The AI Music Generator: How Machine Learning Is Altering How We Experience Music


Music has had a major impact on my life, and I am aware that I am not alone in feeling this way; a large number of people all over the world share my sentiments. This prompted me to design a song generator with artificial intelligence.

Music piques our curiosity in new things, keeps us energized throughout the day, and allows us to briefly escape the stresses of daily life.

Spotify satisfies this demand by offering a staggering number of personalization possibilities. The feature that stands out to me the most is the weekly playlist that they provide.

Every Monday, Spotify provides seventy million users with a fresh playlist personalized to their musical tastes. There are a total of thirty songs on these playlists.

As a fan of electro-indie music, the Discover Weekly playlist is where I 'discovered' some of my favorite tracks. It is safe to believe that Spotify knows more about my music collection than anyone else, but how is that possible?

how is it that spotify is able to accommodate our individual musical preferences?

The answer is an underlying machine learning algorithm that can search the vast world of music to offer us with the music we wish to hear.

The following is a summary of a key algorithm that Spotify has included into its platform to make this functionality possible.

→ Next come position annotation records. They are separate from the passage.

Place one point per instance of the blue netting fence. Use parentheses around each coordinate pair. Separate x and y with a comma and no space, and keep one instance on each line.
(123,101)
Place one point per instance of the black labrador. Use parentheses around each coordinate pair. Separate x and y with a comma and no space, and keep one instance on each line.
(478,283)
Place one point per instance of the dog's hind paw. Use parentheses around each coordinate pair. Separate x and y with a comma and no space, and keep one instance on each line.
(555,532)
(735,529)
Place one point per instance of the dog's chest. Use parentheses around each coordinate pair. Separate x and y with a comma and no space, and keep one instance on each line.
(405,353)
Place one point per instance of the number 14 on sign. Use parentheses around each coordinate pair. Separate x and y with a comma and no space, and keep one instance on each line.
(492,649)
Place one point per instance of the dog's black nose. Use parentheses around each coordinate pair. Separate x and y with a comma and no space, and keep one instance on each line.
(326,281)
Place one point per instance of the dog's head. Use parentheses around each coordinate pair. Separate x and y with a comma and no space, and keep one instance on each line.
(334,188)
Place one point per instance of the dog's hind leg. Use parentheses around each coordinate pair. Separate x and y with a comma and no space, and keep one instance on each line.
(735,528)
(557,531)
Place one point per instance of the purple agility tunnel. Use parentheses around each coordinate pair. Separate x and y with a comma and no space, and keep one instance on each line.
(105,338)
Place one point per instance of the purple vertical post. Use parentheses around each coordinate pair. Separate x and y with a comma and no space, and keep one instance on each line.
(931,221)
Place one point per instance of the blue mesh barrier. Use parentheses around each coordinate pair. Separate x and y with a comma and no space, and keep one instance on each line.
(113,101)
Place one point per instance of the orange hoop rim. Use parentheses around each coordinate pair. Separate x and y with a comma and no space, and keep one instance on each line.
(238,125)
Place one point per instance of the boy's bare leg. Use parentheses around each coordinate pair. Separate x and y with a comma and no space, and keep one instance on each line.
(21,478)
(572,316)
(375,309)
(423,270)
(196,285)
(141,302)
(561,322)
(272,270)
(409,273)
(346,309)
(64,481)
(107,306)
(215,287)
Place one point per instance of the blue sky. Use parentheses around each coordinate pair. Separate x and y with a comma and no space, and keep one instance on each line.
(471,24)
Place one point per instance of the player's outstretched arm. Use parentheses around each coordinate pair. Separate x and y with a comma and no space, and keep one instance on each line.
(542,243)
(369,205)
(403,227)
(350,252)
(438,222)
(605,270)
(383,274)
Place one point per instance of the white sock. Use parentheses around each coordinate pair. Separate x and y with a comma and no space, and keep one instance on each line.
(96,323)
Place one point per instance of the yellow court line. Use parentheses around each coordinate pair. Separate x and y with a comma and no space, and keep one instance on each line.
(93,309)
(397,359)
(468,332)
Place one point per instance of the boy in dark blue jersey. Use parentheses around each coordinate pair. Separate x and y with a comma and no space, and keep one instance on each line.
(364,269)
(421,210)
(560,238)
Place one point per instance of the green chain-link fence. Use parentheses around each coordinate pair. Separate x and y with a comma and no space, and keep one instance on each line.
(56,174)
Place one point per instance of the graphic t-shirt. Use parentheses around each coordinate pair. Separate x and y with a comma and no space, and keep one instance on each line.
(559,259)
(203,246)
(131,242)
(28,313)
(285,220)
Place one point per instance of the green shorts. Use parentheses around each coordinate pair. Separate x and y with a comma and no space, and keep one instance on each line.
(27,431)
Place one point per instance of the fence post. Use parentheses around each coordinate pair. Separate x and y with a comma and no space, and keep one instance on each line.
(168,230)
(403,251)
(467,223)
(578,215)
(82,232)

The CNN is comprised of the following components: Occasionally, it may be really tough to comprehend what CNN is all about. How does the procedure operate precisely? Every machine learning model requires some type of input, and in the instance of Spotify's CNN, the input is an array containing information about the frequency, length, and amplitude of a given note at a certain time in a song.

After putting the important elements of the music in a matrix or array, the data from that matrix or array is multiplied by another array known as a filter to determine whether or not a certain feature is present in a song (tone, melody, pitch, mood etc.).

If the total of the heavy bass filter array and song input array is zero, for instance, we know that the music in question was not made by Bassnectar. Following this iterative procedure, a global temporal pooling layer is applied to gather insightful statistics such as the mean and maximum occurrences of a certain feature of a song, such as a chord progression. These statistics can be used to improve the quality of music creation.

This merely contributes to the process of further identifying a song's genre based on its audio signals, and it is then used as input for a fully linked layer. This leads to the construction of a one-dimensional array containing values that correspond directly to the music in question.

Now that our morning 'pump ups,' chill rewinds, and summer jams can all be represented by an array, Spotify can discover thirty additional arrays (songs) with values that are the closest match.

This is what enables Spotify to continue feeding our passion for music and exposing us to sounds we might have never heard otherwise. How does Spotify intend to utilize neural networks and machine learning to enhance the way users interact with music?